Au sujet du genre et de l'activité professionnel, un exemple amusant : la recherche scientifique, notamment en informatique. Prenons le bilan social de l'INRIA :

  • 81,2% des chercheurs sont des hommes
  • 81,7% des techniciens et ingénieurs de support informatique sont des hommes
  • 92,5% des personnels de développement technologique (ingénieurs de recherche ?) sont des hommes
  • 97,6% des assistants (secrétaires) sont des femmes (*)
  • 100% du personnel des œuvres sociales sont des femmes.

Les clichés sont donc parfaitement exacts concernant cet organisme : les hommes s'occupent de la technique, les femmes de l'administration subalterne.

Au CNRS le bilan social indique par exemple que les domaines scientifiques les plus féminisés sont les sciences humaines et sociales et la biologie ; pour les personnels hors chercheurs, le domaine le plus féminisé est « gestion et pilotage » (avec des taux à 90% dans les grades inférieurs, qui doivent correspondre à ce qu'on appelle souvent « secrétariat »).

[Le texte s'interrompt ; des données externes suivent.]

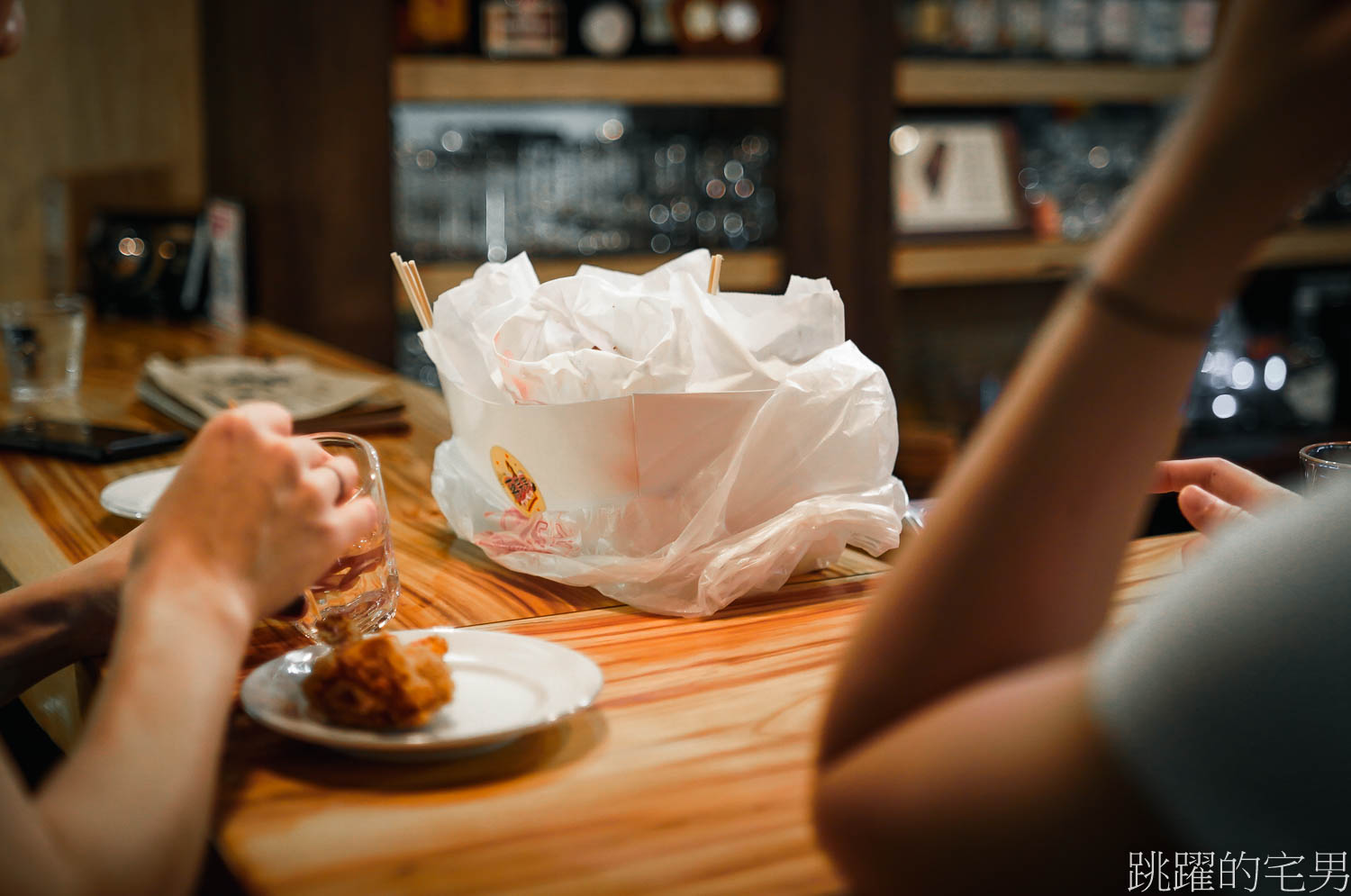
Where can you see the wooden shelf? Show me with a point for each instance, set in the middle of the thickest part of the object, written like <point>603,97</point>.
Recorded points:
<point>756,270</point>
<point>677,81</point>
<point>999,83</point>
<point>1029,259</point>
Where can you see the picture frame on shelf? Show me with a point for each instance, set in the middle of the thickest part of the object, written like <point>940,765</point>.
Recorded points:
<point>956,177</point>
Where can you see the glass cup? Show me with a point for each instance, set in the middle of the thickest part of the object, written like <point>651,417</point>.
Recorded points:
<point>1326,463</point>
<point>43,348</point>
<point>359,593</point>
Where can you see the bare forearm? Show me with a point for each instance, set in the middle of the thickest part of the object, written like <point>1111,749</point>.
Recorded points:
<point>49,625</point>
<point>130,807</point>
<point>1021,555</point>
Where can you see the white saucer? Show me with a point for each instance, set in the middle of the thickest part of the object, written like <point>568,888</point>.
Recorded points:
<point>134,496</point>
<point>505,685</point>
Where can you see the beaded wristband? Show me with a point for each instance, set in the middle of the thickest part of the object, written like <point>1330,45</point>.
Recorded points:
<point>1129,310</point>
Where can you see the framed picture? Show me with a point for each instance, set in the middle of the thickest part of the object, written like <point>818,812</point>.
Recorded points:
<point>956,177</point>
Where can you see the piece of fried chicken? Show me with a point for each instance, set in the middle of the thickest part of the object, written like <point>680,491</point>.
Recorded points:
<point>380,683</point>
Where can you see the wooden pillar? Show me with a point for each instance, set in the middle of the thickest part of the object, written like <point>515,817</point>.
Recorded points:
<point>838,113</point>
<point>297,130</point>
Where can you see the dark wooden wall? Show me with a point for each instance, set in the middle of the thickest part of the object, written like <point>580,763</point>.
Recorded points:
<point>297,129</point>
<point>838,113</point>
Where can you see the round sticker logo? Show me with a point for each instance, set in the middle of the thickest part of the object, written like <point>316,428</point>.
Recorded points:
<point>516,482</point>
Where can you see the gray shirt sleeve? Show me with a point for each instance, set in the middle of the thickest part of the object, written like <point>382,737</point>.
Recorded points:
<point>1229,698</point>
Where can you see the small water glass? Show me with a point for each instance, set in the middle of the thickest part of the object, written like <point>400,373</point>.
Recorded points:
<point>1326,463</point>
<point>359,593</point>
<point>43,348</point>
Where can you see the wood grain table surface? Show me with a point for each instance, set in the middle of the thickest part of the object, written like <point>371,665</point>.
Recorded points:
<point>689,774</point>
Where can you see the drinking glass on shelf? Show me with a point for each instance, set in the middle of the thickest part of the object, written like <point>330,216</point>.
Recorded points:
<point>1326,463</point>
<point>359,593</point>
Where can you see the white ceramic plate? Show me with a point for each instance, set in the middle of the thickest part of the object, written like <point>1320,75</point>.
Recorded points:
<point>134,496</point>
<point>505,685</point>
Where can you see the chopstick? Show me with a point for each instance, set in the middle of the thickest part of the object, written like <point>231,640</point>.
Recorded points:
<point>413,288</point>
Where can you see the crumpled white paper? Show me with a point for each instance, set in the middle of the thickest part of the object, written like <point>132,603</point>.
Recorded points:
<point>805,469</point>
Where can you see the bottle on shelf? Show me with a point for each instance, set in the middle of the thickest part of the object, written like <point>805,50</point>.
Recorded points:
<point>1197,29</point>
<point>1070,29</point>
<point>929,27</point>
<point>1116,29</point>
<point>605,27</point>
<point>975,27</point>
<point>437,26</point>
<point>1021,27</point>
<point>721,26</point>
<point>654,27</point>
<point>1158,32</point>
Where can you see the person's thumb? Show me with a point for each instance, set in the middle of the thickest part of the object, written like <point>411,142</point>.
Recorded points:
<point>1207,512</point>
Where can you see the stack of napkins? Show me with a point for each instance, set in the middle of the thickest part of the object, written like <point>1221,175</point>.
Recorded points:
<point>194,391</point>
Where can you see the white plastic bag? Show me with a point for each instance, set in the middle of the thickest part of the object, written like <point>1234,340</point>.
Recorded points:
<point>672,448</point>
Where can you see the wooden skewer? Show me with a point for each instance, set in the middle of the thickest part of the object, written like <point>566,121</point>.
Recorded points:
<point>422,291</point>
<point>411,291</point>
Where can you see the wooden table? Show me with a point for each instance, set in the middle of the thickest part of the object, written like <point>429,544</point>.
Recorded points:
<point>691,774</point>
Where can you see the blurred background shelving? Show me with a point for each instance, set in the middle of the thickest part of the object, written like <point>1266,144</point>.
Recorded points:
<point>635,81</point>
<point>456,150</point>
<point>1005,261</point>
<point>1008,83</point>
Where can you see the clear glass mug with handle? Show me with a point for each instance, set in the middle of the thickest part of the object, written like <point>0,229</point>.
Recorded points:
<point>359,593</point>
<point>1324,464</point>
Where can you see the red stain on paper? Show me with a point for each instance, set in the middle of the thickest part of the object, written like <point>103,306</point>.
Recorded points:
<point>518,533</point>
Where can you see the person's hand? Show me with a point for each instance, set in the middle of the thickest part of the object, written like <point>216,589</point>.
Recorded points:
<point>253,511</point>
<point>1215,493</point>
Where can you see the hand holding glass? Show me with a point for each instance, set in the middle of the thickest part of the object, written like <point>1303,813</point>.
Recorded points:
<point>359,593</point>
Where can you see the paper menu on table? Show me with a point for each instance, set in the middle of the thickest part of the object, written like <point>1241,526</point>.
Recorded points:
<point>210,385</point>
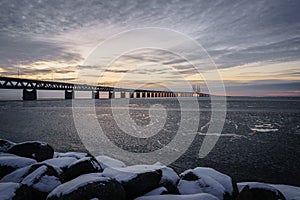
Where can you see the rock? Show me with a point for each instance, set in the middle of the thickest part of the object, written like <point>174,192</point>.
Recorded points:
<point>231,189</point>
<point>169,178</point>
<point>260,191</point>
<point>61,162</point>
<point>37,150</point>
<point>77,155</point>
<point>136,180</point>
<point>18,175</point>
<point>202,196</point>
<point>206,180</point>
<point>42,181</point>
<point>5,144</point>
<point>158,191</point>
<point>106,161</point>
<point>87,187</point>
<point>10,163</point>
<point>14,191</point>
<point>82,166</point>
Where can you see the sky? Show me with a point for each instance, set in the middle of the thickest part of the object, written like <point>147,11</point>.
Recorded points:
<point>255,45</point>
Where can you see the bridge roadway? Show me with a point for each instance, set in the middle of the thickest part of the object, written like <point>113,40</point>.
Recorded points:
<point>30,87</point>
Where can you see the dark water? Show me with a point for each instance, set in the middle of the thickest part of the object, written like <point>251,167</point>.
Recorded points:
<point>260,140</point>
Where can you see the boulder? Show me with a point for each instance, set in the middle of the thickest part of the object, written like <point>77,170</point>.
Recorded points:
<point>202,196</point>
<point>15,191</point>
<point>42,181</point>
<point>207,180</point>
<point>5,144</point>
<point>18,175</point>
<point>87,187</point>
<point>106,161</point>
<point>136,180</point>
<point>260,191</point>
<point>10,163</point>
<point>61,162</point>
<point>157,191</point>
<point>77,155</point>
<point>231,189</point>
<point>82,166</point>
<point>37,150</point>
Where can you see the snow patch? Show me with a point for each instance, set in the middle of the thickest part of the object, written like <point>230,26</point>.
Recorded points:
<point>106,161</point>
<point>76,183</point>
<point>7,190</point>
<point>202,196</point>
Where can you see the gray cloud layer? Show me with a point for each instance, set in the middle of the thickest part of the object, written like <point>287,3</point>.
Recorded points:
<point>233,32</point>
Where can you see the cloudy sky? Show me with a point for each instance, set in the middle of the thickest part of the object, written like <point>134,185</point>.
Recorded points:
<point>254,44</point>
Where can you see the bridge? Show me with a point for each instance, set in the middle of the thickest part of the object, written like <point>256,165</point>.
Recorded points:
<point>30,87</point>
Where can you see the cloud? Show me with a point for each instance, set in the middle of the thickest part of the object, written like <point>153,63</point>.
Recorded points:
<point>233,32</point>
<point>26,50</point>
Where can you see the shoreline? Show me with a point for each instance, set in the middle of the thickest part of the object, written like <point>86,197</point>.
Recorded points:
<point>79,175</point>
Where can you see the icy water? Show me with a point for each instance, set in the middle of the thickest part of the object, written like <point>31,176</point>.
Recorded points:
<point>260,140</point>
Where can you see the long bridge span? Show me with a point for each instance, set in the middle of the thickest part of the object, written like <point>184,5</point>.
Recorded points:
<point>30,87</point>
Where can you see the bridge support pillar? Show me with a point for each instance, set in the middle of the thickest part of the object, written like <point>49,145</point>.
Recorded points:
<point>95,95</point>
<point>29,95</point>
<point>111,94</point>
<point>69,94</point>
<point>123,94</point>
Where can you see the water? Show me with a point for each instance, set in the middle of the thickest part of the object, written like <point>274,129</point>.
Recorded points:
<point>260,140</point>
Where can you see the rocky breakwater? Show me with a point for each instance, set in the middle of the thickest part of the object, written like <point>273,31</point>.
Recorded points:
<point>32,170</point>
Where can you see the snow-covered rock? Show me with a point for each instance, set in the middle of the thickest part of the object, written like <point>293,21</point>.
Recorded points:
<point>289,192</point>
<point>82,166</point>
<point>157,191</point>
<point>61,162</point>
<point>5,144</point>
<point>207,180</point>
<point>18,175</point>
<point>259,191</point>
<point>10,163</point>
<point>136,180</point>
<point>201,196</point>
<point>169,178</point>
<point>77,155</point>
<point>106,161</point>
<point>37,150</point>
<point>42,180</point>
<point>14,191</point>
<point>89,186</point>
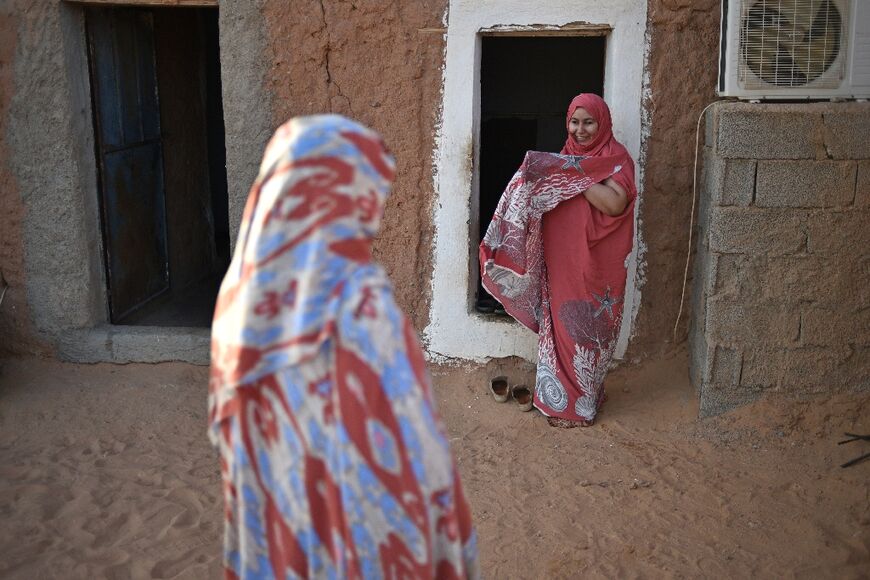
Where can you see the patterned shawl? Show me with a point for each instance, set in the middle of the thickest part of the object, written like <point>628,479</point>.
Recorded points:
<point>334,460</point>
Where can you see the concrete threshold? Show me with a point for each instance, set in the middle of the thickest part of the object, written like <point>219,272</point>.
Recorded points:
<point>134,344</point>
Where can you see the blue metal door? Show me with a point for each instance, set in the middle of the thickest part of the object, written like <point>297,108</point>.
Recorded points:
<point>129,155</point>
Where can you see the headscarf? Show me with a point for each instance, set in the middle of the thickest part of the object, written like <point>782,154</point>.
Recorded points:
<point>603,143</point>
<point>306,233</point>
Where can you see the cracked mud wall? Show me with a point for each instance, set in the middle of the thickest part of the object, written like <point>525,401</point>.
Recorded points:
<point>380,63</point>
<point>683,68</point>
<point>46,142</point>
<point>14,326</point>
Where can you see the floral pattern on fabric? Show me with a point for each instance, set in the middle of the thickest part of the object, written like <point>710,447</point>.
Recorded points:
<point>334,461</point>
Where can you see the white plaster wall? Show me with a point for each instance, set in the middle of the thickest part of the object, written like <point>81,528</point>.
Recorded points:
<point>453,331</point>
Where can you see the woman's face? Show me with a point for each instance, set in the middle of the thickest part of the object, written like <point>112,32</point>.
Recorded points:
<point>582,126</point>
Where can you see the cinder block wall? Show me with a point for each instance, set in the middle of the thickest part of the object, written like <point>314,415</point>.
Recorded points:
<point>781,286</point>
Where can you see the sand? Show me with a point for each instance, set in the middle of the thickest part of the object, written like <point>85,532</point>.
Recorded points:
<point>106,472</point>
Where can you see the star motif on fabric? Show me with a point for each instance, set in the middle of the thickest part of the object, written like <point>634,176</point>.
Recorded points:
<point>606,302</point>
<point>573,161</point>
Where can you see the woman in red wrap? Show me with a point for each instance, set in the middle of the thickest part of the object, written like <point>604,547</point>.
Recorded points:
<point>555,256</point>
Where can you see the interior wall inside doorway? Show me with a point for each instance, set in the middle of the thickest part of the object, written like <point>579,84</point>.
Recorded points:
<point>526,84</point>
<point>194,163</point>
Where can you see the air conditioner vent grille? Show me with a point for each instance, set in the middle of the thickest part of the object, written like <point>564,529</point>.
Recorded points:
<point>790,43</point>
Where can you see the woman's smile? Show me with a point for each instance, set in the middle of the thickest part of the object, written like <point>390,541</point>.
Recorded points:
<point>582,125</point>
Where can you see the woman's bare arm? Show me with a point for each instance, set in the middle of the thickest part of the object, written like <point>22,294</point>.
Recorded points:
<point>608,197</point>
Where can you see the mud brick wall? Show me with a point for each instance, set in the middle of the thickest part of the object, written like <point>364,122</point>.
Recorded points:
<point>781,288</point>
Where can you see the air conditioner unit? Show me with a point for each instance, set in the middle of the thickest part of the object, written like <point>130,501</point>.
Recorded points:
<point>795,49</point>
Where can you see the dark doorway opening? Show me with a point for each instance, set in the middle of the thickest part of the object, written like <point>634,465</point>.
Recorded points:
<point>158,119</point>
<point>526,83</point>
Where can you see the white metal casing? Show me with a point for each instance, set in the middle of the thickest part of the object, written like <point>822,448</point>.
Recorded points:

Là aussi, les clichés sont exacts, Je crois en effet ne jamais avoir rencontré d'homme secrétaire de laboratoire (on m'a cependant cité le cas d'un ex-militaire).

Parmi les branches les moins féminisées, « électronique électrotechnique ». Encore un cliché : je me rappelle avoir visité un atelier d'électroniciens (un ingénieur d'études, ou assistant-ingénieur? et des techniciens), il y avait des pin-up aux murs...

(*) D'ailleurs, les chercheurs INRIA, hommes ou femmes, parlent toujours des « assistantes » tellement les hommes sont rares dans cette fonction (« il paraît qu'il y en a, mais je n'en ai jamais vu »). On me murmure qu'il y aurait UN assistant de projet, à Rennes.